There’s great Scorsese and good Scorsese. The former category includes Taxi Driver, Raging Bull, The King of Comedy and Goodfellas. Casino is in the latter category. It’s a good movie that, unfortunately, gets away from Scorsese more than once. Based on Nicholas Pileggi’s non-fiction book Casino: Love and Honor in Las Vegas, it’s a huge sprawling movie painted on a canvas with a glitzy surface and seedy underbelly. The screenplay by Scorsese and Pileggi is all over the place yet it seems to know exactly where it’s headed.
Another reason Casino doesn’t achieve greatness is because Scorsese self-plagiarizes quite a bit. He reuses many of the same ideas as Goodfellas. Most notably, the coke-fuelled narrative, the sense you’re on a ride veering increasingly out of control as it progresses. Also, Scorsese once again employs popular music of the time to drive different scenes. He makes excellent use of The Animals’ “The House of the Rising Sun”. His appreciation of The Rolling Stones is on display again as well. None of it sinks the movie; it just makes it feel awfully familiar.

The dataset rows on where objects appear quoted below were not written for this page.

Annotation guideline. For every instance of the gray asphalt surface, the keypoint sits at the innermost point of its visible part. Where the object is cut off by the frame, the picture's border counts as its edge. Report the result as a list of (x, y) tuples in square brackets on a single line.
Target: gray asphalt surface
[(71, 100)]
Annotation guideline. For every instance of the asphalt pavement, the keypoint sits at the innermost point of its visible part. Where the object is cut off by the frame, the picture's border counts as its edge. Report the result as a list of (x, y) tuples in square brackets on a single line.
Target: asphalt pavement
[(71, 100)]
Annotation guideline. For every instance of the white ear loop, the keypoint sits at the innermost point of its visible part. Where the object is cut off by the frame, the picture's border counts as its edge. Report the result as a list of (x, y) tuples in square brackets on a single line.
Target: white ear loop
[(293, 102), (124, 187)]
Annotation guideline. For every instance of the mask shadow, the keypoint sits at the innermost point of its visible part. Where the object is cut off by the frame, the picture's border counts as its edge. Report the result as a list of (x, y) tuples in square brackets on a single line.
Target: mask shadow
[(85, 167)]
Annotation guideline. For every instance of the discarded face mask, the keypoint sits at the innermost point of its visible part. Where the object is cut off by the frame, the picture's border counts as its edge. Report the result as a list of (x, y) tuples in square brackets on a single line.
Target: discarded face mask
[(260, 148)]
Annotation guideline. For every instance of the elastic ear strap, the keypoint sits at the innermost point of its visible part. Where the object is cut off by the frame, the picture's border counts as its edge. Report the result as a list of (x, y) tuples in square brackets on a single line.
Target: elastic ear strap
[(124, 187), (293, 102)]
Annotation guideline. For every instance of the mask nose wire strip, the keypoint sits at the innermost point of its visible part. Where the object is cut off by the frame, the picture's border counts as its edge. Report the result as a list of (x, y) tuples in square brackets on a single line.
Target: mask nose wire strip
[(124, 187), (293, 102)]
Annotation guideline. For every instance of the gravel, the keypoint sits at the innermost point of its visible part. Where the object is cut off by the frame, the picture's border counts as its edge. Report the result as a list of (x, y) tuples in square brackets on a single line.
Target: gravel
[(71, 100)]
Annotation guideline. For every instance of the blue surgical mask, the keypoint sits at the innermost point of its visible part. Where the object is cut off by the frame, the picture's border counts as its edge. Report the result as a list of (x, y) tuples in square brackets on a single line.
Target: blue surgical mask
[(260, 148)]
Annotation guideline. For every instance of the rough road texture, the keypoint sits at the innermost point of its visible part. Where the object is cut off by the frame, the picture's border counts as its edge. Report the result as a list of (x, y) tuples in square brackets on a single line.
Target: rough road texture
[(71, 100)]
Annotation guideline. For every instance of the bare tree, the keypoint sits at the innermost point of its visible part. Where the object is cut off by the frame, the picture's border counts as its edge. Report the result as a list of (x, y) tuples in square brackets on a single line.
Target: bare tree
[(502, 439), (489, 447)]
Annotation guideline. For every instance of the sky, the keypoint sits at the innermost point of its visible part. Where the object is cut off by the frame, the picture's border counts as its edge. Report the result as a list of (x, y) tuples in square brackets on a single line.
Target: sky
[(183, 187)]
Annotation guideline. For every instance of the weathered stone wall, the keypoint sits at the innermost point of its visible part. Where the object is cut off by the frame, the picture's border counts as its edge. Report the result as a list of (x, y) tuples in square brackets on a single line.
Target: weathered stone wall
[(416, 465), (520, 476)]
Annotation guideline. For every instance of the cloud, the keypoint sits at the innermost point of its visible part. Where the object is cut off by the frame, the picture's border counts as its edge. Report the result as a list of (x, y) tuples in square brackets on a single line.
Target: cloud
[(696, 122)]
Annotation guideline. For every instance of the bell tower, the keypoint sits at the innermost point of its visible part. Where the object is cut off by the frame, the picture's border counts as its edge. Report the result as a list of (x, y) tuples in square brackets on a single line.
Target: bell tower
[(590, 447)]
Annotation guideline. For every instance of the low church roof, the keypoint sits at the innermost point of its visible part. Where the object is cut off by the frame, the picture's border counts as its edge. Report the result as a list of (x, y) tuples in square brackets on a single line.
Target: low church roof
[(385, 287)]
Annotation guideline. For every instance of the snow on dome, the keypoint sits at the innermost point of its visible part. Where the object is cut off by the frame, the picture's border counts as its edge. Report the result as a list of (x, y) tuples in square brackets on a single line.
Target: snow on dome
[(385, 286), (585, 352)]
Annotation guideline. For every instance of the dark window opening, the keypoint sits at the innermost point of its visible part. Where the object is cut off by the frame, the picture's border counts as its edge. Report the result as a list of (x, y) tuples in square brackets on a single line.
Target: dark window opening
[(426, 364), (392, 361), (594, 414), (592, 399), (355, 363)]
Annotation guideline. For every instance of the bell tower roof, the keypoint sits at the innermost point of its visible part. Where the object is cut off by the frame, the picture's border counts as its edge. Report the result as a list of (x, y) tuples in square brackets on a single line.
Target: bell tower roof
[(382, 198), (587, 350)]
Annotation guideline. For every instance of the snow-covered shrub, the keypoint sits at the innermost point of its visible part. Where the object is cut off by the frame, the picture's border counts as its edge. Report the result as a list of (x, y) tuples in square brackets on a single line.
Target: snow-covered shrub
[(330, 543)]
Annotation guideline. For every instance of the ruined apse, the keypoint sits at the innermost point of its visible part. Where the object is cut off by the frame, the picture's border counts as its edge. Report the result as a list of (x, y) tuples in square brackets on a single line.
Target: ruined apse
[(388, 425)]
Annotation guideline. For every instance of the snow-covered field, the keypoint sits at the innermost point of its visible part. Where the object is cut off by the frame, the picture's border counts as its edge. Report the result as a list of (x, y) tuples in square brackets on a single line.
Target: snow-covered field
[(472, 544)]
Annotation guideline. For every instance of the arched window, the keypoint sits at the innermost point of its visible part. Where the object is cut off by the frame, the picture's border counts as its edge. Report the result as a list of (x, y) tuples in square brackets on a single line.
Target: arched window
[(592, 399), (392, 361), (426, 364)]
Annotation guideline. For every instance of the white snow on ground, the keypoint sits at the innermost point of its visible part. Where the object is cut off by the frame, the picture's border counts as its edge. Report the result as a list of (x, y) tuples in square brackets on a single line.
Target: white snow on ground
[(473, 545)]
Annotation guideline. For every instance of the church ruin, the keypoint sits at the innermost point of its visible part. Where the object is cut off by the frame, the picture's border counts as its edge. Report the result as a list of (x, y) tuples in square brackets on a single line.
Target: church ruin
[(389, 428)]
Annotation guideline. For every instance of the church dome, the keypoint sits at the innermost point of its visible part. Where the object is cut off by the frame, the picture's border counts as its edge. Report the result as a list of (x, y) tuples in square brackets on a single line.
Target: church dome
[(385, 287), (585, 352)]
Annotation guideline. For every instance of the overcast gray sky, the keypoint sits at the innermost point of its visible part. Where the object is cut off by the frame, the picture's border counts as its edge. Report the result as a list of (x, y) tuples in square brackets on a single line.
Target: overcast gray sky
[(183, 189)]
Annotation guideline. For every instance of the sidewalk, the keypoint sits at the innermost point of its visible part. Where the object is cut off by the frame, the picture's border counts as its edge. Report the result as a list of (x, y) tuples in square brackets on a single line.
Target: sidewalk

Yet at the same time, Casino is its own movie. Look at the unusual casting. Three comedians, Don Rickles, Alan King and Dick Smothers, show up in prominent roles- Rickles as casino manager Billy Sherbert, King as Teamsters head Andy Stone and Smothers as a corrupt senator. Their very presence evokes an older era when top entertainers headlined the shows. Speaking of headlining, the three leads do tremendous work in their respective roles. Stone gives the best performance of her career as a manipulative gold-digger who lies every time she opens her mouth. She lies, steals and cheats her way through her and Ace’s travesty of a marriage. She turns to booze, coke and eventually, screwing Nicky. She is truly hateful. Pesci matches her as a psycho with absolutely no redeeming qualities. At least his character in Goodfellas was funny (don’t tell him I said that!). Nicky, who’s supposed to Ace’s best friend, is pure evil. He takes great delight in crushing a guy’s head in a vice until his eyeball pops out. What a performance! De Niro is equally terrific as a guy who’s great at picking winners and not much else. He’s smart with money, but terrible at business. He makes so many bad decisions like refusing to play ball with a connected politician (Jones, The Wild Bunch) who can easily ruin him in Vegas. He’s more concerned with the chef putting the same number of blueberries in each muffin.
Casino is a stylish, violent, thrilling, sometimes funny tale of power, crime, love and money set in a Sin City that no longer exists now that the corporations have taken over and turned it into Disneyland for families. The children play pirates while their parents lose their shirts. It’s, at once, an entertaining crime drama and a sad farewell to a way of life. Not all of it works as well as it should, but enough of it works to make it worthwhile.